Cela faisait 17 fois que Roger Walsh plaidait coupable à une accusation de conduite en état d'ébriété. Il a fallu une 18e fois et la mort d'Anee Khudaverrdian, une mère de famille handicapée qui promenait tout bonnement son chien, le 23 octobre 2008, aux Cèdres, pour qu'il reçoive, de mémoire d'avocat, la sentence la plus sévère imposée jusqu'ici dans de telles affaires: la prison à vie.

«Ma fille est morte dans un fossé, le jour de son 47e anniversaire. Je n'ai ni eu le temps de lui souhaiter bon anniversaire, ni le temps de lui dire adieu. J'aurais préféré qu'il (Roger Walsh) reçoive une peine encore plus sévère», a dit la mère de la victime, Sara Khudaverdian, hier, à la sortie du Palais de Justice de Valleyfield.

Qu'est-ce qui aurait pu être plus sévère encore qu'une sentence à vie? Que Roger Walsh soit déclaré délinquant dangereux, ce que réclamait la Couronne et ce qui aurait aussi, en soi, causé un précédent dans une cause d'alcool au volant. Si tel avait été le cas, les conditions de libération de Roger Walsh, une fois sa peine purgée, auraient été autrement plus strictes.

Cependant, dans un cas comme dans l'autre, Roger Walsh est admissible à une libération conditionnelle après 7 ans. Le juge lui a aussi interdit, pour le reste de ses jours, de conduire une automobile au Canada.

Pour Clara Khudaverdian, la soeur de la victime, le juge est allé aussi loin qu'il a pu étant donné la loi actuelle. «Ce qu'il faut faire, c'est de changer la loi, pour que de telles personnes puissent éventuellement être déclarées délinquant dangereux. Nous allons continuer à nous battre pour cela. Il reste que, par sa sévérité, ce jugement est historique et qu'il perpétuera à tout jamais le nom de ma soeur.»

Le juge Michel Mercier a expliqué que Roger Walsh ne répondait pas aux critères, qui, dans la loi, définissent un délinquant dangereux. À cet effet, le juge Mercier a repris les propos du ministre de la justice Rob Nicholson qui, en octobre 2007, précisait que cette accusation ne pouvait être portée qu'à l'égard les personnes qui commettent des délits graves de façon délibérée, « des criminels de carrière, des personnes qui sont prêtes à le faire et à le refaire, à user de violence ou à agresser sexuellement les autres».

Le juge Mercier a donc opté pour la voie plus classique, mais en y allant de la peine la plus sévère en la matière.
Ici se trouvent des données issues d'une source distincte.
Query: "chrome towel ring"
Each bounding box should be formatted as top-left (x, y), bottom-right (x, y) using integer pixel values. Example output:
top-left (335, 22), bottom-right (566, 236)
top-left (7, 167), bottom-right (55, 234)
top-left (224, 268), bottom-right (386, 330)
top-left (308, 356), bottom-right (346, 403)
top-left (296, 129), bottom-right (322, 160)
Évoquant les 141 actes ou infractions criminelles au dossier de Roger Walsh et le fait que la criminalité était, dans son cas, «l'histoire d'une vie», le juge Michel Mercier a lancé à Roger Walsh, impassible dans le box: «Vous êtes incorrigible.»

La possibilité de récidive était évaluée de modérée à élevée, a poursuivi le juge. «C'est un risque, qui, quant à moi, est beaucoup trop élevé et que je ne suis pas prêt à prendre.»

L'avocat de Roger Walsh, Jacques Vinet, se doutait fort que Roger Walsh ne serait pas déclaré délinquant dangereux, mais la sévérité du jugement l'a étonné. «La Couronne avait demandé 20 ans, la défense avait parlé de 10 ans, et le juge a donné plus que tout ça.»

«Pour nous, ce cauchemar ne finira jamais, a pour sa part déclaré le frère de la victime, David Khudaverdian. Comme famille, ce que nous avons vécu il y a onze mois nous a changés pour toujours. Cela dit, je dois remercier les policiers et les procureurs qui n'ont rien négligé pour que le dossier présenté à la cour soit béton.»

L'avocat criminaliste Gilles Ouimet, qui n'était pas partie prenante au dossier, estime quant à lui qu'à première vue, cette décision s'inscrit dans une nouvelle mouvance chez les juges, qui sont moins réticents, depuis un an, à opter pour les peines maximales prévues par la loi.

À son avis, cela n'est pas étranger au jugement de la Cour suprême qui, en 2008, a donné raison au juge de première instance et a rétabli la peine de 15 ans infligée à un père qui avait agressé sa fille de quatre ans et diffusé les images de l'agression dans Internet. La Cour d'appel avait précédemment jugé que 9 ans suffisaient dans pareil cas.

La semaine dernière, Raymond Lévesque, qui avait déjà été condamné à sept reprises pour alcool au volant puis ultimement tué Karine Méthot, âgée de 23 ans, s'est vu imposer une peine de 10 ans.

L'avocat de M. Walsh étudie la possibilité d'en appeler de la décision.